The next day we got ready and again headed into the downtown area where we walked the old fort of Ravenna (used by the Byzantines and Venetians), the mausoleum of Theoderic the Great (one of the Kings of Byzantium and relative of Clovis I, the first King of “France”, aka the Franks) and then Theoderic’s palace. We went to a local restaurant where we had good, traditional food (gnocchi, pasta and a pint of wine) and explored all the little side streets and alleyways. We stopped at a cafe called Del Corso, where the bartender made us very stiff drinks and we got free sandwiches and snacks ( I love Italy’s way of life by the way…free snacks with your drinks and siestas really resonated with me). The bartender was very sweet and attentive. When he saw Caleb writing notes he said to him, ‘You are a teacher, no?’ (must be that nice penmanship). The bartender must have really liked us, since we went to pay for our last round before closing and he waved us off and said it ‘was on him’.
We ended our night back at Moog, where the bartenders recognized us from the night before. Caleb had told them about me being from Ravenna, Nebraska the night before and they thought it was the coolest thing. While Caleb was getting our drinks they gave him a tote bag for free that had a map of Ravenna on it. I know we’ve said this before, but everyone is sooooooooo nice over here, it really makes a homesick tourist feel right at home.

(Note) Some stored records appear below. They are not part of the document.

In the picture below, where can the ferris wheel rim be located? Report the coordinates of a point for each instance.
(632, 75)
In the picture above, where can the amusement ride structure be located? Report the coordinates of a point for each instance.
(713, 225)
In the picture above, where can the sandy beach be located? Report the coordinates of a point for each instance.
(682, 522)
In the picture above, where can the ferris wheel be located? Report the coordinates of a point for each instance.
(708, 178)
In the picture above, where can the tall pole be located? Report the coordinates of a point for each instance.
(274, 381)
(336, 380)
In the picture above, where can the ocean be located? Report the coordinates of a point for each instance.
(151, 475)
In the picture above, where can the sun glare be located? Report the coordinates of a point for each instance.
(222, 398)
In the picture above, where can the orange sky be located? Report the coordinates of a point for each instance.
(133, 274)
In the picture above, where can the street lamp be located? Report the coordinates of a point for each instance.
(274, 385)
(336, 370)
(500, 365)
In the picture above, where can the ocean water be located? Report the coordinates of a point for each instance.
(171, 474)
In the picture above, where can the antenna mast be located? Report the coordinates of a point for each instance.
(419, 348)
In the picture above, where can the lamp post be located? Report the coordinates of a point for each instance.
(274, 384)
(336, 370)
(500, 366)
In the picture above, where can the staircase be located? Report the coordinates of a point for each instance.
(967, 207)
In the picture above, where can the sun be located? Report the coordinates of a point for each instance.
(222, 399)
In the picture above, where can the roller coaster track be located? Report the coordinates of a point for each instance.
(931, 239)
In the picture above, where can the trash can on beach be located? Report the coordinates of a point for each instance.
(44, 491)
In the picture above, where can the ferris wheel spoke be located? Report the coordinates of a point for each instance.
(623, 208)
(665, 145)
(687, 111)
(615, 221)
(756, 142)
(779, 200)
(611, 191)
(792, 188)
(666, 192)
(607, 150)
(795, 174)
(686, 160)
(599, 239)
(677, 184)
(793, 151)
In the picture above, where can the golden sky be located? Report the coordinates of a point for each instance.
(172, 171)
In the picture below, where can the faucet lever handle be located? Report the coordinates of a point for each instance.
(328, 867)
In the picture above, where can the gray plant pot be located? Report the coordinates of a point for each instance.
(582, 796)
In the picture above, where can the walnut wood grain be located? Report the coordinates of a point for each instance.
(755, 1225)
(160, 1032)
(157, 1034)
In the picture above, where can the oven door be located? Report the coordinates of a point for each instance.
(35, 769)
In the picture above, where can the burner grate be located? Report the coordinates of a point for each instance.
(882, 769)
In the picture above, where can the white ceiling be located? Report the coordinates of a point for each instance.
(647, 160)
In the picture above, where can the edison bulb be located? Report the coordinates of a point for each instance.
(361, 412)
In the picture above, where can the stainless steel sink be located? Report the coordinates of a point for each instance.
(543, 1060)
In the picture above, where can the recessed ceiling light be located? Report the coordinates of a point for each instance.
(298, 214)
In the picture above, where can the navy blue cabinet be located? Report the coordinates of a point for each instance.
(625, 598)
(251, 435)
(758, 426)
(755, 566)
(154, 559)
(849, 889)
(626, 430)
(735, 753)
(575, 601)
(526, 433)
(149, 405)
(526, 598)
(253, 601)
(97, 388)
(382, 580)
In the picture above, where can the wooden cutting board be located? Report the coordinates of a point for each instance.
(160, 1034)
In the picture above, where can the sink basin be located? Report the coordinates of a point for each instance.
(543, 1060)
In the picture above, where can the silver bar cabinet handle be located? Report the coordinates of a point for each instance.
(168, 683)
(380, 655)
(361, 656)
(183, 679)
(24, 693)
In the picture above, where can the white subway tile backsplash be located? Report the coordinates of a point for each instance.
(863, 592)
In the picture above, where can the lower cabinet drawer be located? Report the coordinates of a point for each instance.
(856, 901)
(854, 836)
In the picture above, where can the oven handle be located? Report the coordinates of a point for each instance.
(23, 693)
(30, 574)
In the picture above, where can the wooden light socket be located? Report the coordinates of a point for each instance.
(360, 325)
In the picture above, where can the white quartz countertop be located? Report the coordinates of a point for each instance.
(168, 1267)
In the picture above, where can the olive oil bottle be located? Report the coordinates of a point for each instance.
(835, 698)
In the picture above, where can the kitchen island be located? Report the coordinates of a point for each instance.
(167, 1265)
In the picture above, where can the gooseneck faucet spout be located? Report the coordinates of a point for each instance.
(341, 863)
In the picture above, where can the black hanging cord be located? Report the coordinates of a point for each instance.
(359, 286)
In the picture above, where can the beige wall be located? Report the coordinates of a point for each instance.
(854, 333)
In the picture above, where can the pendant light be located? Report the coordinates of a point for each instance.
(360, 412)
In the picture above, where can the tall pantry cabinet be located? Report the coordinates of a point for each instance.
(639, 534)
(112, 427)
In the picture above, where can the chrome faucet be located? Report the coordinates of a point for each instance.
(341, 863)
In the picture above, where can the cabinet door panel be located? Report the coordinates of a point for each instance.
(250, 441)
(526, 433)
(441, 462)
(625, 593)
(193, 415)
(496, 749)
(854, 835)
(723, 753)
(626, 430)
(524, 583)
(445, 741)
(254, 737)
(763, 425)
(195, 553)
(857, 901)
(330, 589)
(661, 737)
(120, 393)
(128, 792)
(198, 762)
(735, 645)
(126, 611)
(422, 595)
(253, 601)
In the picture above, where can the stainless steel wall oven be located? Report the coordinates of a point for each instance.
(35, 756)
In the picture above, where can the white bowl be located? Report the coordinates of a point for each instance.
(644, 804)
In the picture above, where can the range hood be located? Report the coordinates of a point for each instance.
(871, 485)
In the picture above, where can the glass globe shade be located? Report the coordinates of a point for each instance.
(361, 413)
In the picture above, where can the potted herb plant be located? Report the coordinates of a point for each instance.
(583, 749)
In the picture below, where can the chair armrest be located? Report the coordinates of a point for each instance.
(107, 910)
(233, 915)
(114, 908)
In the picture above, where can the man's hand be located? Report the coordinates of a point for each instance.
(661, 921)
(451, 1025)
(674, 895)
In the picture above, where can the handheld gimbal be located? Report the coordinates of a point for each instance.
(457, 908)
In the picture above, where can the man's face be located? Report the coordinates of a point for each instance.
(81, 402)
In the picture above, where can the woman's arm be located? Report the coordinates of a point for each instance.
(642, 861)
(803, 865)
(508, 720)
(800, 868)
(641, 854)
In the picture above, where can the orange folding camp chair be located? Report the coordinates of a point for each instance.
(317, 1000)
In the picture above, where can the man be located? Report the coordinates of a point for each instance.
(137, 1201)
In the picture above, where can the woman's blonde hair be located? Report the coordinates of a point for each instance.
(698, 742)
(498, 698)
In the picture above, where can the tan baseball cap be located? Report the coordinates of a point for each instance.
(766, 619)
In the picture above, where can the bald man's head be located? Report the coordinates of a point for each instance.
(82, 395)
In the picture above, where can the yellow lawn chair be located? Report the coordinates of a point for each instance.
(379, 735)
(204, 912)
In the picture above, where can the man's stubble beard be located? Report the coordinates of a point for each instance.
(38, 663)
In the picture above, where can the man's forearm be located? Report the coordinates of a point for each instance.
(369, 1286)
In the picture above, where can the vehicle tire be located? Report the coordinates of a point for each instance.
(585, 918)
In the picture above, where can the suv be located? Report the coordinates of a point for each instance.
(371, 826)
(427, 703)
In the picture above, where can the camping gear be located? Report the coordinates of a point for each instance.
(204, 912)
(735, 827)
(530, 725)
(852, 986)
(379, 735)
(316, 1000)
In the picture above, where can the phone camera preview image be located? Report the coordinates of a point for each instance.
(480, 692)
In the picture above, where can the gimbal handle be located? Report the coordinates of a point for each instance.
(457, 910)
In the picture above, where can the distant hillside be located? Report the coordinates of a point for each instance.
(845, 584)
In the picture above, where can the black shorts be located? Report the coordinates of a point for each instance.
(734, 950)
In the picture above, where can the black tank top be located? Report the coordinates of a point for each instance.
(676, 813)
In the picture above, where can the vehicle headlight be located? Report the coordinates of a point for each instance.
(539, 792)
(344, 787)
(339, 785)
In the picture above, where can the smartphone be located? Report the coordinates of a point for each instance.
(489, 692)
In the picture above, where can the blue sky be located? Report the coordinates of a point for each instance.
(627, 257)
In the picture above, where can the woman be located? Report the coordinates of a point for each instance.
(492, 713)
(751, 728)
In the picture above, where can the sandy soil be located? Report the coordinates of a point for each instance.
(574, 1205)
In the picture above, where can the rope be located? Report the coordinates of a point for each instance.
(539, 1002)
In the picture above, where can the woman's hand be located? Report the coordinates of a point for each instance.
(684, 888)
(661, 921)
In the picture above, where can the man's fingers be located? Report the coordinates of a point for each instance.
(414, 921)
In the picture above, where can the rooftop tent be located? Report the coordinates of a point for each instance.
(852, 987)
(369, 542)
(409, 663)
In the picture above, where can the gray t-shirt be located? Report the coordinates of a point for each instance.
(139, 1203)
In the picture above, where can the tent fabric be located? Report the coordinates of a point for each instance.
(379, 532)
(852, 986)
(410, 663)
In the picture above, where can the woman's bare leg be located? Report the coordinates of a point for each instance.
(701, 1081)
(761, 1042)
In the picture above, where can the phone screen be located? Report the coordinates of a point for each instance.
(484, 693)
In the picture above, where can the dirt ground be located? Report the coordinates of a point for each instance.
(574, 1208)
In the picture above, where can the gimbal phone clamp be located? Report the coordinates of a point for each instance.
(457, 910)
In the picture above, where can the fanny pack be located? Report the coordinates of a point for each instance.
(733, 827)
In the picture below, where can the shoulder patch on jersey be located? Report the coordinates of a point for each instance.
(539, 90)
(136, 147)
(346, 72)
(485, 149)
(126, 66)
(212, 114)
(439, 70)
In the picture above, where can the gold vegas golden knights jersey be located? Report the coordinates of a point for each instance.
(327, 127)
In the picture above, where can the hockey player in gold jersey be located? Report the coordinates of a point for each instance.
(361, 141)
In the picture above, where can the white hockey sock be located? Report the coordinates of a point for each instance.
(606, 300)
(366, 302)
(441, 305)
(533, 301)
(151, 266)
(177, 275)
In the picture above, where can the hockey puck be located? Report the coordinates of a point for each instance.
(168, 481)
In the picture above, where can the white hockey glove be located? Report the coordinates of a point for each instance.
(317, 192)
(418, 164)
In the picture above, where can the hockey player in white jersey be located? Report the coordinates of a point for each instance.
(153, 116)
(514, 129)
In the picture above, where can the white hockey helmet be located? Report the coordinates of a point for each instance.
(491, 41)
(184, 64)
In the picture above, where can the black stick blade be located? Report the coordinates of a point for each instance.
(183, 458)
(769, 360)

We stumbled on home and the next morning came too soon, as we had to leave bright and early to catch our bus. Our awesome host, Maria, made us breakfast and coffee and took us to our bus stop. After a quick double kiss on each cheek (that I have yet to master, I always go the wrong way and about kiss my host on the lips every time), we were off to our next destination and last visit in Italy: Venice.